The upcoming Warcraft movie—an epic fantasy drawn from one of the most popular video game franchises in history—doesn't have to be great. It just has to be better than the next biggest action-tastic blockbuster scheduled for June 10, 2016.
Think of it as a little like the two campers chased by a bear (the bear, in this case, symbolizing critical presumptions that any film based on a video game must by definition be dreadful): you don't have to beat the bear, you just have to outrun the next guy. What do we know about the film so far, aside from the fact that its fellow runners-from-bear include an Angry Birds film, a Ratchet & Clank film and an Uncharted film? Here's the breakdown:
It's been in the offing for nearly a decade
That's the nature of projects like these: sometimes they bounce all over creation before coming to fruition. Blizzard announced plans to develop a live-action Warcraft film back in May 2006. The film resurfaced intermittently, in various stages of development, for years after, but didn't really move forward until 2013, when Blizzard announced it had brought esteemed filmmaker Duncan Jones onboard.
Its director's last two films were solid
We can thank Warcraft director Duncan Jones for both 2009's Moon and 2011's Source Code, two totally different (one introspective, the other a little gonzo) science fiction films that had one thing in common: they didn't suck. Jones seems a deft hand both behind the camera and in front of a word processor (he wrote the story for Moon, and co-wrote the screenplay for Warcraft).
Jones surfaced on the project after Blizzard parted ways with the film's former director, Evil Dead's Sam Raimi. Blizzard's properties couldn't be less in his wheelhouse, tonally and historically speaking, but he's a coup (for Blizzard) by any measure.
And Jones seems to understand a crucial tenet of contemporary filmmaking
"I hear this 'CGI in film sucks,' mantra again & again," wrote Duncan a few months ago on Twitter, rejecting the blanket claim that computer generated imagery wrecks movies. "It doesn't," he continued, arguing that "It's a tool like any other. It can be done well & it can be done shit. The best CGI has you forgetting its CGI, and accepting the visual as whatever it is supposed to be. Like props. No one has an issue with 'props' in film, do they?"
Blizzard's own Chris Metzen wrote the story
Metzen is to Blizzard as George Lucas to the Star Wars saga: the world-builder responsible for Blizzard's iconic Warcraft, Diablo and StarCraft narrative universes. It's his story vision that Jones and co-screenwriter Charles Leavitt (Blood Diamond) distilled into the film's script.
How excited should that make you? If you're not a Warcraft wonk, it's impossible to say. And if you are, ask yourself this: How excited have you been about the frame stories (not the gameplay) that Blizzard's been telling in these games for the past two decades?
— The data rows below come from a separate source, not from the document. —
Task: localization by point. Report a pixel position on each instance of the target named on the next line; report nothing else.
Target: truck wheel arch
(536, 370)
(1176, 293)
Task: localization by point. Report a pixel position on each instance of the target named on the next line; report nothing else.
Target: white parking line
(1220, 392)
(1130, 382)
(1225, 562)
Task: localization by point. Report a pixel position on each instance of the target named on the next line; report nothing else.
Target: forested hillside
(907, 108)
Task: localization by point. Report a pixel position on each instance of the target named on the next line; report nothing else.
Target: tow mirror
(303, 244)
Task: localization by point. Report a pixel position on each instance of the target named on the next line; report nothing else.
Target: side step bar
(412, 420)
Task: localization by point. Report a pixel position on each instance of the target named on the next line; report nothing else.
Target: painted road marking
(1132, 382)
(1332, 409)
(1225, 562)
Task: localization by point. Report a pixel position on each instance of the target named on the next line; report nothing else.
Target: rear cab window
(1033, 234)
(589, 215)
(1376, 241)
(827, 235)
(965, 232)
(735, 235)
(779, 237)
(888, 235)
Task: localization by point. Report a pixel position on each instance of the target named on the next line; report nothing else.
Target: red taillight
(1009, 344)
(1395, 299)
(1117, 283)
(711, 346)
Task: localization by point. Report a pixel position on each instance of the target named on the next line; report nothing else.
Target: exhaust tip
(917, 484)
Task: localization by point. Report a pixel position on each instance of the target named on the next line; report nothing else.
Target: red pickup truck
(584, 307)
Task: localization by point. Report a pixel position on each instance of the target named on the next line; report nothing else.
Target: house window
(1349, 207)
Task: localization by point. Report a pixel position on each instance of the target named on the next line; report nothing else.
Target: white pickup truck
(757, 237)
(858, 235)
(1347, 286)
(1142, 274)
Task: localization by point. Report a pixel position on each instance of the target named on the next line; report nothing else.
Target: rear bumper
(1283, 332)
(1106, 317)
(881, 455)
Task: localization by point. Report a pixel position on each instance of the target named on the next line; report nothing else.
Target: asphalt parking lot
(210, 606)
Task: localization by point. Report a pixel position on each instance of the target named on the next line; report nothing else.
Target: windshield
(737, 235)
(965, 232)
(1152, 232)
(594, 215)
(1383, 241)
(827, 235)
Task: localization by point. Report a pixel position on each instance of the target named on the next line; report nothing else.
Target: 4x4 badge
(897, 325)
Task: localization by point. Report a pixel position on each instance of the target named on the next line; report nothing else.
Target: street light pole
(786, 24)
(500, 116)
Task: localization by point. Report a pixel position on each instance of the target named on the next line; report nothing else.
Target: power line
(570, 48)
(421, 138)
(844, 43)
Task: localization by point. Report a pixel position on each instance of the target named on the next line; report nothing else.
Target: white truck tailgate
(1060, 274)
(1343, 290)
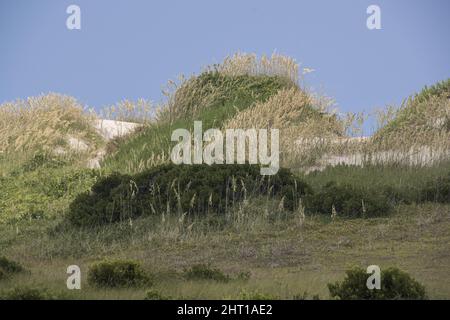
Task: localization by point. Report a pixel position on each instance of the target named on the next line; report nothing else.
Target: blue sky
(129, 49)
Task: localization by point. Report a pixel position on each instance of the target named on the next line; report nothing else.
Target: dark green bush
(255, 295)
(156, 295)
(395, 284)
(26, 293)
(118, 273)
(8, 266)
(205, 272)
(349, 201)
(437, 190)
(195, 189)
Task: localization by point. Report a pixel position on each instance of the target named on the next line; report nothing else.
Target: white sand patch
(110, 129)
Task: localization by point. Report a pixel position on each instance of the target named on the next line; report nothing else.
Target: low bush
(255, 295)
(27, 293)
(8, 266)
(205, 272)
(156, 295)
(194, 189)
(348, 201)
(437, 190)
(118, 273)
(395, 284)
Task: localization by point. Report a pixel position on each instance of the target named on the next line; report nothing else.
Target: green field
(269, 243)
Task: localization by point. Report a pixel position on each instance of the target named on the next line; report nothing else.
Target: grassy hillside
(218, 231)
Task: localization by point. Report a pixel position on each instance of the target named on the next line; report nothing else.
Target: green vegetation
(205, 272)
(140, 221)
(348, 201)
(28, 293)
(118, 273)
(221, 98)
(189, 189)
(396, 284)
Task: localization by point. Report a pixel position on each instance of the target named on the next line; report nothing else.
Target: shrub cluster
(395, 284)
(205, 272)
(8, 267)
(118, 273)
(437, 190)
(27, 293)
(348, 201)
(192, 189)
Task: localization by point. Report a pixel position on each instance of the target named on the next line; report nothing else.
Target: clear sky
(128, 49)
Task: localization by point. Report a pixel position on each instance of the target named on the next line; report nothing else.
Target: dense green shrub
(156, 295)
(118, 273)
(255, 295)
(26, 293)
(195, 189)
(8, 266)
(437, 190)
(348, 201)
(395, 284)
(205, 272)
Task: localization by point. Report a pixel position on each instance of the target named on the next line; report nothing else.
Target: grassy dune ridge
(265, 244)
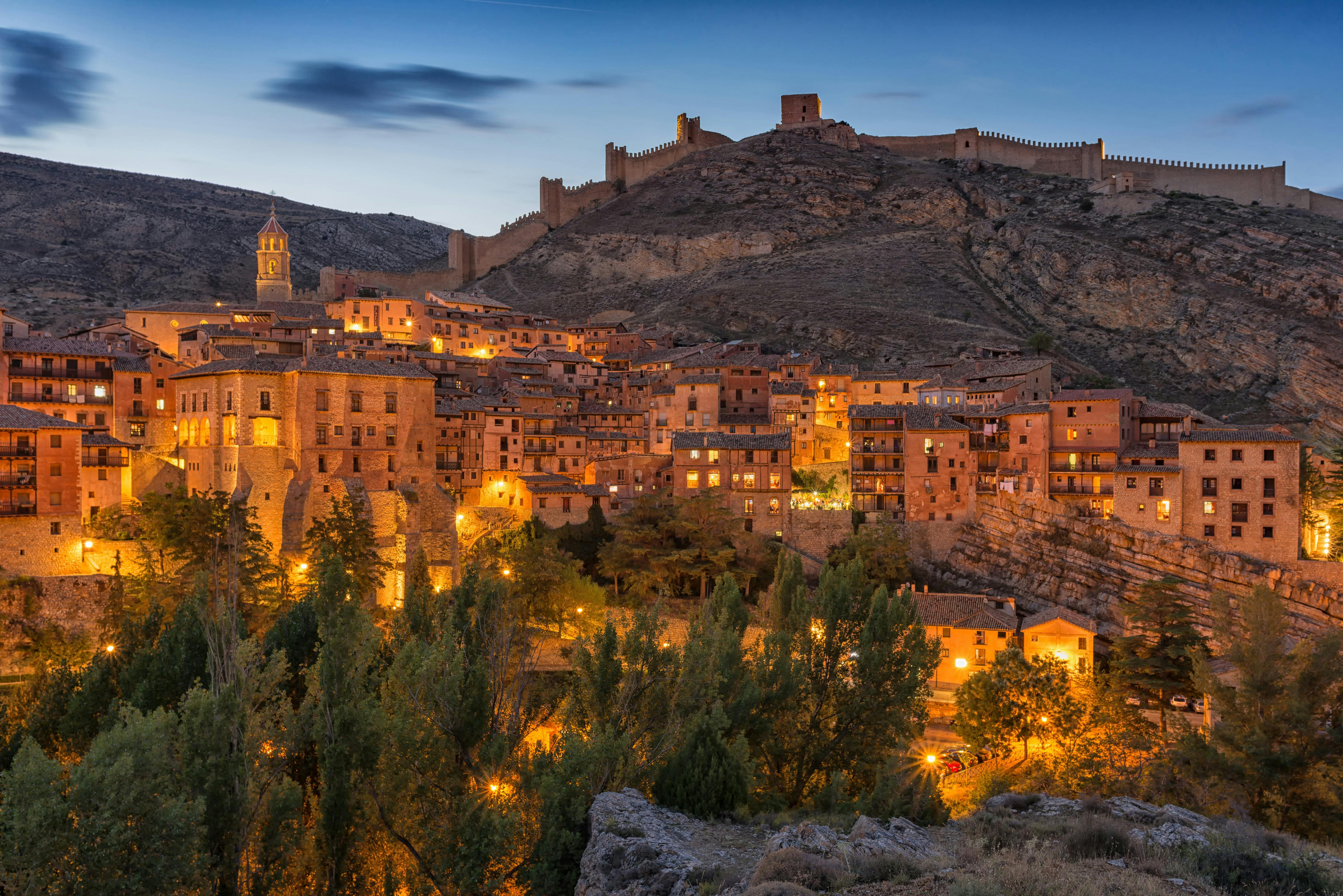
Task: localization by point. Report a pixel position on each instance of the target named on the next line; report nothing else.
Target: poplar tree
(1157, 658)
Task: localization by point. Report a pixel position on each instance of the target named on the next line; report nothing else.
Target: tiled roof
(962, 612)
(762, 442)
(104, 440)
(53, 346)
(1239, 436)
(1059, 613)
(1029, 408)
(284, 365)
(21, 418)
(1092, 396)
(1164, 449)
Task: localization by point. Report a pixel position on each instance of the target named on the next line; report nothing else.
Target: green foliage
(884, 553)
(1013, 700)
(706, 777)
(906, 789)
(347, 531)
(120, 821)
(841, 684)
(1157, 660)
(1278, 745)
(1041, 342)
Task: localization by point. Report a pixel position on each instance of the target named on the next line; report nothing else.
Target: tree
(1013, 700)
(704, 527)
(343, 707)
(841, 684)
(458, 706)
(1157, 659)
(884, 553)
(120, 821)
(1278, 742)
(706, 777)
(348, 533)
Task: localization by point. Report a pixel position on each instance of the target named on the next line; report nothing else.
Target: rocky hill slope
(875, 257)
(77, 242)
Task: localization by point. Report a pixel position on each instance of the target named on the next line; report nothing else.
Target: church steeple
(273, 261)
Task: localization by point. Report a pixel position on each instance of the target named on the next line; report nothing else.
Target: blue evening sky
(451, 111)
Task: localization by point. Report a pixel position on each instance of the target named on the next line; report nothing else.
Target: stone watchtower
(273, 262)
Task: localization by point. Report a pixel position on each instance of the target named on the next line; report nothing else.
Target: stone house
(751, 473)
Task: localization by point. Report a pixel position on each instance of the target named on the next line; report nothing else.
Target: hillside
(883, 260)
(77, 242)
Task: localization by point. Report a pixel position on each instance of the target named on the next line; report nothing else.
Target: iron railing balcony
(104, 460)
(1083, 468)
(15, 398)
(1080, 488)
(60, 374)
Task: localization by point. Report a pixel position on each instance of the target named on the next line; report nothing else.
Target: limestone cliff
(1047, 558)
(800, 242)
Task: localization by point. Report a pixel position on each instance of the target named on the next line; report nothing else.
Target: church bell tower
(273, 262)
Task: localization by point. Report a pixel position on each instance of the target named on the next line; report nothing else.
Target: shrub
(797, 867)
(874, 870)
(1244, 868)
(778, 889)
(974, 889)
(1097, 837)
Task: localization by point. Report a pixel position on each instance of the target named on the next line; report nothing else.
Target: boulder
(899, 837)
(1170, 835)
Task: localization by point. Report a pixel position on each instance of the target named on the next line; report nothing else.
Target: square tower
(797, 108)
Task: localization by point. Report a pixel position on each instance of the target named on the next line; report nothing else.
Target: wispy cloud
(44, 81)
(390, 97)
(894, 95)
(1249, 112)
(601, 83)
(535, 6)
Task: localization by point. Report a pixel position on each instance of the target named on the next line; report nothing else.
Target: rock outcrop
(640, 850)
(1090, 566)
(872, 256)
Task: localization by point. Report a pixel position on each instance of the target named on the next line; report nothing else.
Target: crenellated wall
(1242, 183)
(472, 257)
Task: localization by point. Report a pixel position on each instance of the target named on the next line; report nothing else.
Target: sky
(452, 111)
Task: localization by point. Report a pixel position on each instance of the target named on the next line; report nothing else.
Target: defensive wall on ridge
(1242, 183)
(472, 257)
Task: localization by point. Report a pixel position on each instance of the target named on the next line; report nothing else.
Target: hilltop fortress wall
(1242, 183)
(471, 257)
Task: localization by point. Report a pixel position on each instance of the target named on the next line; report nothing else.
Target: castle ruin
(472, 257)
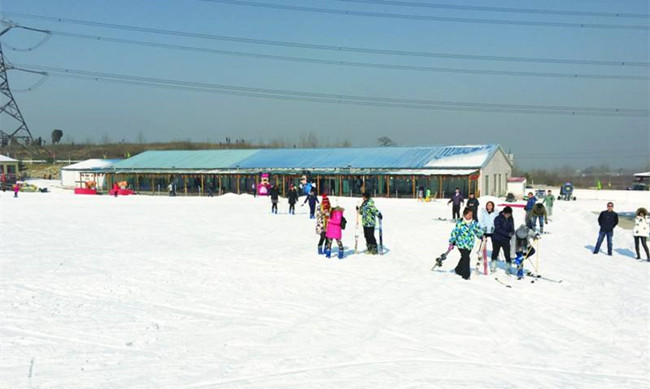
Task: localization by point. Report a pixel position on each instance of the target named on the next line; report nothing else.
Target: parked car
(639, 186)
(566, 192)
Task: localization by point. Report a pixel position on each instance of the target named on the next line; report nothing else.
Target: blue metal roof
(185, 159)
(312, 159)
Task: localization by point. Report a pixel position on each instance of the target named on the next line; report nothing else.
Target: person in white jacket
(641, 231)
(486, 221)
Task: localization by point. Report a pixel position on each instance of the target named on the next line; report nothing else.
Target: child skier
(529, 208)
(641, 231)
(458, 200)
(313, 200)
(273, 194)
(322, 218)
(486, 221)
(463, 236)
(369, 213)
(549, 199)
(538, 214)
(472, 203)
(524, 238)
(293, 198)
(334, 231)
(504, 230)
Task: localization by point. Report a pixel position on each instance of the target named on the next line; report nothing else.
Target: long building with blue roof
(384, 171)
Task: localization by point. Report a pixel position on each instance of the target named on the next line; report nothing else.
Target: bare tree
(385, 141)
(56, 136)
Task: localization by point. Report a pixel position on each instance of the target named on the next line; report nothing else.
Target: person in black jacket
(293, 198)
(472, 203)
(504, 229)
(313, 200)
(274, 194)
(607, 220)
(457, 200)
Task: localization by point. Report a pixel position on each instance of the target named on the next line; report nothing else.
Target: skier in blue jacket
(529, 209)
(504, 229)
(313, 200)
(457, 200)
(607, 220)
(463, 236)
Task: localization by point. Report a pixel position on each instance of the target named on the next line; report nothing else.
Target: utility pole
(18, 133)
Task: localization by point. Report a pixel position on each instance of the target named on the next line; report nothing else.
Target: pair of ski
(529, 274)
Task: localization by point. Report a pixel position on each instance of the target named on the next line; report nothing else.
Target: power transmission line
(498, 9)
(347, 63)
(337, 98)
(427, 17)
(360, 50)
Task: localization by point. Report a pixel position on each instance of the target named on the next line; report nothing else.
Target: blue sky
(87, 110)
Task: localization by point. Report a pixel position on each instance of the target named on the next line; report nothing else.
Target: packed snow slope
(159, 292)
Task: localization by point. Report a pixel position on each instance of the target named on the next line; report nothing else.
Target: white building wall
(494, 176)
(517, 188)
(72, 178)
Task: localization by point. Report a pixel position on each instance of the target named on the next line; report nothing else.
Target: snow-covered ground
(158, 292)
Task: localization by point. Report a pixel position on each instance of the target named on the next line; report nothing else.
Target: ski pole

It's about orcs fighting humans
Blizzard's first Warcraft game was called Warcraft: Orcs & Humans. That pretty well sums up the film's elevator pitch: humans versus orcs! (Or "the alliance" versus "the horde," in Warcraft-speak.)
Okay, so with Jones attached, we'll hopefully get a bit more storytelling subtlety than the games provide, ideally something more introspective and character-driven that capitalizes on Warcraft's basic two-sided racism trope.
It has a few female actors, but the cast is mostly guys
It looks like Paula Patton (Déjà Vu, Mission: Impossible Ghost Protocol) and Ruth Negga (Breakfast on Pluto, Marvel's Agents of S.H.I.E.L.D.) are the only two women of note. If you want to see a bunch of guys getting their Gladiator on, on the other hand, box presumably checked.
The guy who scored HBO's Game of Thrones is doing the music
That would be Ramin Djawadi, also known (and respected) for his work on films like Blade: Trinity, Iron Man and Pacific Rim, as well as TV shows like Prison Break and Person of Interest.
It was originally due this December
We can thank Star Wars: The Force Awakens for Warcraft's bump to mid-2016 (not the film's production—filming itself ended back in May 2014). Not even an estimated $100 million film based on a video gaming juggernaut (the highest grossing game of all time, with revenue eclipsing the highest grossing films of all time) could stand against Disney's upcoming take on a galaxy far, far away.